After Deaths, Details of Military Police Shootout Emerge

Five suspected drug traffickers were questioned on Thursday as military police mourned a senior officer killed during a lengthy shootout in broad daylight on Wednesday at a villa in Phnom Penh’s Tuol Kok district, which also left a suspected drug dealer dead.

Tien Karuna, deputy chief of the military police’s anti-drug trafficking bureau, was shot dead by a suspected trafficker as officers made their first attempt to enter the Tuol Kok district villa believed to house a group of drug dealers.

At a funeral for Tien Karuna yesterday, one of the officers involved in the raid said the operation began with the arrest of two small-time drug dealers in Sen Sok district’s Trapaing Chhuok slum, notorious for being home to methamphetamine dens.

“At about 2 p.m. on Wednesday, the military police arrested two drug dealers from Trapaing Chhuok and took them to be questioned until they showed us the villa where the drug traffickers live in Tuol Kok district,” said the officer, who declined to be named as he was not authorized to speak with reporters.

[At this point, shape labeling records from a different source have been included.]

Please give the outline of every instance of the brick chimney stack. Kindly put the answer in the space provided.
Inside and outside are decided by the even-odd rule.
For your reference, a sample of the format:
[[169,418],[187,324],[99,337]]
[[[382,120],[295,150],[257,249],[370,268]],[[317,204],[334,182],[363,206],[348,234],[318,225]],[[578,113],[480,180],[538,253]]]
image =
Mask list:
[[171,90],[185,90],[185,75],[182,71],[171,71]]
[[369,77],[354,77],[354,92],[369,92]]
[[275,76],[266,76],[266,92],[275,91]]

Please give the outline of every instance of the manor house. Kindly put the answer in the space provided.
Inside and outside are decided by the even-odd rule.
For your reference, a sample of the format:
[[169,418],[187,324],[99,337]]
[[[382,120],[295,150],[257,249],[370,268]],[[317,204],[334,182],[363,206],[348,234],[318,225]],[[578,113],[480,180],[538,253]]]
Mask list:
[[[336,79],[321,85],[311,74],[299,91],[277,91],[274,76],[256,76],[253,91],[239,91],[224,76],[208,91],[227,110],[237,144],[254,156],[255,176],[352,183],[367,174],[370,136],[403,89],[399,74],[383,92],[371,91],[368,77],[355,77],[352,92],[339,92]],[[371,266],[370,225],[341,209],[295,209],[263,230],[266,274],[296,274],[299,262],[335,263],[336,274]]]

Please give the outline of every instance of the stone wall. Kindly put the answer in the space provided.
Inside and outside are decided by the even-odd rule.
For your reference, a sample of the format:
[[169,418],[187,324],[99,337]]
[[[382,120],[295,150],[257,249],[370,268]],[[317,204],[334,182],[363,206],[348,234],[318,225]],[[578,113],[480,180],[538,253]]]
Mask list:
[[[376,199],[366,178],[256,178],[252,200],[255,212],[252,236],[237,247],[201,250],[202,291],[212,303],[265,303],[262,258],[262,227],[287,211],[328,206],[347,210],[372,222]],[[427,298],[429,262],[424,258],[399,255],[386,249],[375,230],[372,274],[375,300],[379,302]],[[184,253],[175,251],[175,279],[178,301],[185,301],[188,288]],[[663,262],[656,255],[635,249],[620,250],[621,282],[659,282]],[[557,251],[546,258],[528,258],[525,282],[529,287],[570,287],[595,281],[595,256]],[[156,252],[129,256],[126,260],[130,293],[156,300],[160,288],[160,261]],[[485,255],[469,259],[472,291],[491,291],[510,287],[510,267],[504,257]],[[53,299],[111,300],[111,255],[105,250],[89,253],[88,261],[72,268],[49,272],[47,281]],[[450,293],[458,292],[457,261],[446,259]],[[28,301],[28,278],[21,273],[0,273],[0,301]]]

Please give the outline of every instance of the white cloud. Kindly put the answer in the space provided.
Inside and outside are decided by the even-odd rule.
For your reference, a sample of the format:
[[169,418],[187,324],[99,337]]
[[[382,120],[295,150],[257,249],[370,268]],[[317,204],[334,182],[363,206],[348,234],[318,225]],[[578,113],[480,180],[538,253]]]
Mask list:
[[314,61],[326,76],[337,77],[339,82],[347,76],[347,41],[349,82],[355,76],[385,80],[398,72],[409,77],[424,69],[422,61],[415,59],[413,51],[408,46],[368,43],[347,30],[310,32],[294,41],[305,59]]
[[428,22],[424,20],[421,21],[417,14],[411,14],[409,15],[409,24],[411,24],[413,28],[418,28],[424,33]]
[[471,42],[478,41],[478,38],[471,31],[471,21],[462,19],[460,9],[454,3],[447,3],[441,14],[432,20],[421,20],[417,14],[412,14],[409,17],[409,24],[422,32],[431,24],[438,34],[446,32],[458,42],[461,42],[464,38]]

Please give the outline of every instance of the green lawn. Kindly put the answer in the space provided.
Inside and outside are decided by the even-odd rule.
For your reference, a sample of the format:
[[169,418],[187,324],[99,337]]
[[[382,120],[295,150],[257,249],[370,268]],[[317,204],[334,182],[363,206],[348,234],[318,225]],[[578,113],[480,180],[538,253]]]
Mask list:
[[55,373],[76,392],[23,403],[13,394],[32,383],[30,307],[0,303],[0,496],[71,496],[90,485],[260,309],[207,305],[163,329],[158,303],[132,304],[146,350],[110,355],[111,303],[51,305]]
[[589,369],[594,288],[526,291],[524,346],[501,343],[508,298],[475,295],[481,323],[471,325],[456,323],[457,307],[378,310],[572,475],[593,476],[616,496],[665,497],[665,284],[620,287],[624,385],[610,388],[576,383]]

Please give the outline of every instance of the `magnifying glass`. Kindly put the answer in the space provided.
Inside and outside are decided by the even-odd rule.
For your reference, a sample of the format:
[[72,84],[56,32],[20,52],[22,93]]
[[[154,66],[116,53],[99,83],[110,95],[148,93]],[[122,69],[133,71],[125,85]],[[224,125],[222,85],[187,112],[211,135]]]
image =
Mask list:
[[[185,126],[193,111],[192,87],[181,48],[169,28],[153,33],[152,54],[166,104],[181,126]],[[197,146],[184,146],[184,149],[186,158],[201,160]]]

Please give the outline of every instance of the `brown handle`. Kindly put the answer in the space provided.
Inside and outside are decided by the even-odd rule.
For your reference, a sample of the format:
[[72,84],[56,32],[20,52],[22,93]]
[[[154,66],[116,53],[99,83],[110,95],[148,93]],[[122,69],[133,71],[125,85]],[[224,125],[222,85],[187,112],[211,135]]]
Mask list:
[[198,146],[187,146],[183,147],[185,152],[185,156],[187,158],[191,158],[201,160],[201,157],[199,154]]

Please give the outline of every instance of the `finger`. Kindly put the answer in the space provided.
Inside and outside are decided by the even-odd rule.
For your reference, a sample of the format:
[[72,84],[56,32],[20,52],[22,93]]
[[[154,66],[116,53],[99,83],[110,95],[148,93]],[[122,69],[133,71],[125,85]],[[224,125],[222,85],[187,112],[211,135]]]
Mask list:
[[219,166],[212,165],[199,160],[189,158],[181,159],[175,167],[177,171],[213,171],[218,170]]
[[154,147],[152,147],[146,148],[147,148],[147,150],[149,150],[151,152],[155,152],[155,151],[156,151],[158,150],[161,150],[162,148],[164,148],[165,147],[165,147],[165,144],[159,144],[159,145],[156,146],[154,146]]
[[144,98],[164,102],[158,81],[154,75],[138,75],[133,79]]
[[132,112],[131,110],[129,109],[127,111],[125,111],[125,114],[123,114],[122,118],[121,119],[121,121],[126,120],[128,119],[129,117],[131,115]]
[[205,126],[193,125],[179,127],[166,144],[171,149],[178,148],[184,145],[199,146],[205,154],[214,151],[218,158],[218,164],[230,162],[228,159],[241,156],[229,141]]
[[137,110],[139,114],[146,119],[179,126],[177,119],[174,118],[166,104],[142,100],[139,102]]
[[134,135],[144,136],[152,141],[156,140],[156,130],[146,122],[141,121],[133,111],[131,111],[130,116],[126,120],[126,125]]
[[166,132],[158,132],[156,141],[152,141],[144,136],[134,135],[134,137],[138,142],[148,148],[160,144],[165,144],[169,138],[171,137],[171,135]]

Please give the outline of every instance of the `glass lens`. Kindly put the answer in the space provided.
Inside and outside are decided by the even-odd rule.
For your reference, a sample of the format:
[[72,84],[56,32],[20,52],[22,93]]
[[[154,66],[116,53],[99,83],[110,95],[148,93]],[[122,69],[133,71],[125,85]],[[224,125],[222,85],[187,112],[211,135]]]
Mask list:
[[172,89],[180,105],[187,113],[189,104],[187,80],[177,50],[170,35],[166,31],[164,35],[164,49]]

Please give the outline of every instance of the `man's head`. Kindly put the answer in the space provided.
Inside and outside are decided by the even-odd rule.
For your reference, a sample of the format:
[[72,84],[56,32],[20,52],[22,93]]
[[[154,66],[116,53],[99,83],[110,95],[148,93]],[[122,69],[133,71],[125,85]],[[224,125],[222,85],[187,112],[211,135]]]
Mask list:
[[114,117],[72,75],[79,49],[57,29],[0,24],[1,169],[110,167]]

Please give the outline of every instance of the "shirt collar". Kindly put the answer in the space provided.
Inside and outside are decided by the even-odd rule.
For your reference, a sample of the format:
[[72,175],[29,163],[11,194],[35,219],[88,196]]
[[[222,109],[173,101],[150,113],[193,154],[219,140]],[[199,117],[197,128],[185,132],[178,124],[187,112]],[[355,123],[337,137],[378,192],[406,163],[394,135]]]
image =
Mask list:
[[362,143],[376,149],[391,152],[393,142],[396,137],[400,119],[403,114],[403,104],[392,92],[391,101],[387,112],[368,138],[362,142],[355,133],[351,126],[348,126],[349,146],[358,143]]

About an hour later, roughly a dozen military police officers returned to the villa and apprehended a man outside who was suspected of being one of the dealers, bringing him inside to show them where others were hiding, the officer said.

“When the forces dragged the suspect into the house, the suspect took a gun to shoot Mr. Karuna once in the chest and the stomach, then military police inside escaped and pulled Mr. Karuna from the house,” he said, adding that the injured officer was rushed to Calmette Hospital.

Military police then regrouped and called in additional forces. When about 30 officers again entered the villa’s gate, a full-blown shootout erupted, the official said. During an hourlong firefight, a suspect was shot dead. Police eventually stormed the villa through a window.

“After [Tien Karuna] was killed, the military police got inside the house and pointed guns at [the other suspects], who were lying on the ground,” he said.

Sek Vireak, who owns a pharmacy across the street from the villa, described the chaotic scene as military police fired on the building from various positions, including from the roof of his home.

“It was like a Hong Kong film because they were shooting hundreds of bullets. Everyone living nearby had to stay in their house and close the door,” he said.

Both National Military Police spokesman Eng Hy and municipal military police commander Rath Srieng declined to name the five suspects who were being questioned on Thursday at the Phnom Penh military police headquarters.

“I can’t say anything right now because we are still investigating all the five suspects,” Brigadier General Hy said, declining to say whether any drugs were found at the house. He did say that police found four handguns and an AK-47 assault rifle in the house.

Prime Minister Hun Sen paid tribute to the slain officer during a graduation ceremony in the capital on Thursday.

“I want to share my condolences to the deputy chief of the bureau, who spent his life attempting to crack down on major drug trafficking,” Mr. Hun Sen said. “This case should increase work in continuing the crackdown on drug trafficking.”